A team of researchers from Tianjin University has introduced a groundbreaking technique for identifying and interpreting intracranial signals without invasive procedures. This method, which leverages advanced technology to achieve high spatial and temporal resolution, represents a significant advancement in the field of brain-computer interfaces. Published in Cyborg and Bionic Systems on April 9, 2025, the study addresses the limitations of traditional EEG methods, particularly their low spatial resolution. By utilizing transcranial focused ultrasound-modulated EEG (tFUS-EEG) technology, the researchers have developed an approach that promises more accurate decoding of brain activity. The paper details how this innovative method improves upon conventional techniques by incorporating realistic skull structures and three-dimensional simulations, offering enhanced precision in signal localization and interpretation.

Traditional EEG methods face challenges due to their reliance on scalp recordings, which suffer from poor spatial resolution caused by the volume conductor effect. To overcome these limitations, the Tianjin University team employed a novel strategy involving transcranial focused ultrasound and phased-array technology. According to Hao Zhang, one of the lead researchers, the project involved constructing a sophisticated numerical simulation model and experimental platform based on real brain anatomy. This setup allowed the team to explore the effects of skull structure and simulated brain tissues on acoustoelectric signals, achieving precise focusing through phased-array ultrasound. Furthermore, the research extended beyond two-dimensional models to encompass three-dimensional simulations, bringing the experiments closer to real-world conditions.

The study's innovations include the introduction of pulse repetition frequency (PRF) features in acoustoelectric signals and the development of a PRF sideband algorithm. These advancements enable high-resolution noninvasive transcranial source signal localization and decoding. Through rigorous testing, the researchers demonstrated that their simulation-guided phased-array acoustic field experimental platform could achieve accurate focusing in both pure water and transcranial scenarios within safe thresholds. Notably, the focal acoustic pressure was enhanced by over 200% compared to self-focusing transducers.
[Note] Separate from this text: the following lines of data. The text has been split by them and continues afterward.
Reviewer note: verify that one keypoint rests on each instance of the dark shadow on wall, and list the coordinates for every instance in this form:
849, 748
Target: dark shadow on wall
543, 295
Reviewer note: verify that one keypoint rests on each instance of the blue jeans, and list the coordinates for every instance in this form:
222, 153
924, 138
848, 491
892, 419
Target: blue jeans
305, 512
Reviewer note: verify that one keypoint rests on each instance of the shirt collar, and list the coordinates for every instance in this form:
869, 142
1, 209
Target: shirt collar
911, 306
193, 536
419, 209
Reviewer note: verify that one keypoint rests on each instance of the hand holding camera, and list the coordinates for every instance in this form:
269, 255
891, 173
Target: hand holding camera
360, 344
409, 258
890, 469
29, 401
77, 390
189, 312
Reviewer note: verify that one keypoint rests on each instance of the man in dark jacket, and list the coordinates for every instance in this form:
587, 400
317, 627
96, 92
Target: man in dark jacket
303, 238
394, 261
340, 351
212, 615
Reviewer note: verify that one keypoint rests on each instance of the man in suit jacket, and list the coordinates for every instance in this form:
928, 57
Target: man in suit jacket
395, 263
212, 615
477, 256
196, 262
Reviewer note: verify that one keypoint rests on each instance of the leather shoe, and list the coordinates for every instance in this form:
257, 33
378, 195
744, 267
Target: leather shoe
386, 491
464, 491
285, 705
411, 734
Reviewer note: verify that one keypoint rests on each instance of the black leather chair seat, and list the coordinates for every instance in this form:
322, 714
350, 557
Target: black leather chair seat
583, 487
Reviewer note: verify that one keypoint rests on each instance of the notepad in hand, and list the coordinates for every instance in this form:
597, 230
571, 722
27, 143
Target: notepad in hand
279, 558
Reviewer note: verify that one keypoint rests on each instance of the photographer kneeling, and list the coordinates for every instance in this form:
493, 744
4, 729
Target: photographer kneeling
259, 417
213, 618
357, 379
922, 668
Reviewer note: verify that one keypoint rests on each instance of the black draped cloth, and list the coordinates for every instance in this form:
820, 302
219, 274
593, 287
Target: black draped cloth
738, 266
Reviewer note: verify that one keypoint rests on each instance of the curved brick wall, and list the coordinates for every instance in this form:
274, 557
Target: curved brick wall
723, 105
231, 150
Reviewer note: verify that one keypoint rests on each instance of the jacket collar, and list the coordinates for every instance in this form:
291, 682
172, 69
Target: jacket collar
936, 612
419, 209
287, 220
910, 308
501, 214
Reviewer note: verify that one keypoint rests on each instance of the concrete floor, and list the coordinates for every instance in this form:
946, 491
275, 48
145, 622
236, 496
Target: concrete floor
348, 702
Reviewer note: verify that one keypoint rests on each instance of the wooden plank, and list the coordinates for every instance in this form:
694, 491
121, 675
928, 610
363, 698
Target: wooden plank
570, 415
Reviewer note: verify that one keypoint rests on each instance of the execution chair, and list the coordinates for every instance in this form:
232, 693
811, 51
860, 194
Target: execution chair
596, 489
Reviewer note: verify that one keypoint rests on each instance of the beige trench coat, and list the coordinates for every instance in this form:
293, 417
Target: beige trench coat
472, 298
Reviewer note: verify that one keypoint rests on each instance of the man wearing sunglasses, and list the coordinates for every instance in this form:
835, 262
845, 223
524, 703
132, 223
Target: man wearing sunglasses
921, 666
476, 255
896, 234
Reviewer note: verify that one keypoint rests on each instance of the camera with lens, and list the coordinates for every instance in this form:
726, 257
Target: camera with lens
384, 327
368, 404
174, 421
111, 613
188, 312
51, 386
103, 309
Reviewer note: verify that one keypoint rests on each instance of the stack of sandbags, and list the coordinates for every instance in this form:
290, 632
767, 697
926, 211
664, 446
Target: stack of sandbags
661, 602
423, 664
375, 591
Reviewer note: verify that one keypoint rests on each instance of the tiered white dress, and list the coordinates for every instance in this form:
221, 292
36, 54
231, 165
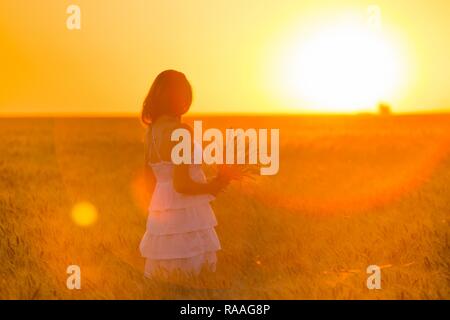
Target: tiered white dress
180, 233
In terms of performance metrics, the proposed algorithm achieved a localization signal-to-noise ratio of 24.18 dB, surpassing traditional methods by 50.59%. Additionally, the source signal decoding accuracy exceeded 0.85, underscoring the reliability of the new approach. These findings provide a robust foundation for future developments in high-resolution noninvasive EEG signal acquisition and precise brain-computer manipulation.

This pioneering work not only advances the technical capabilities of EEG-based systems but also opens new avenues for applications in neuroscience and medical technology. By addressing previous limitations and introducing innovative methodologies, the study by Tianjin University researchers paves the way for enhanced understanding and utilization of brain signals in various contexts. Their achievements represent a crucial step toward realizing the full potential of noninvasive brain-computer interfaces, promising transformative impacts across multiple disciplines.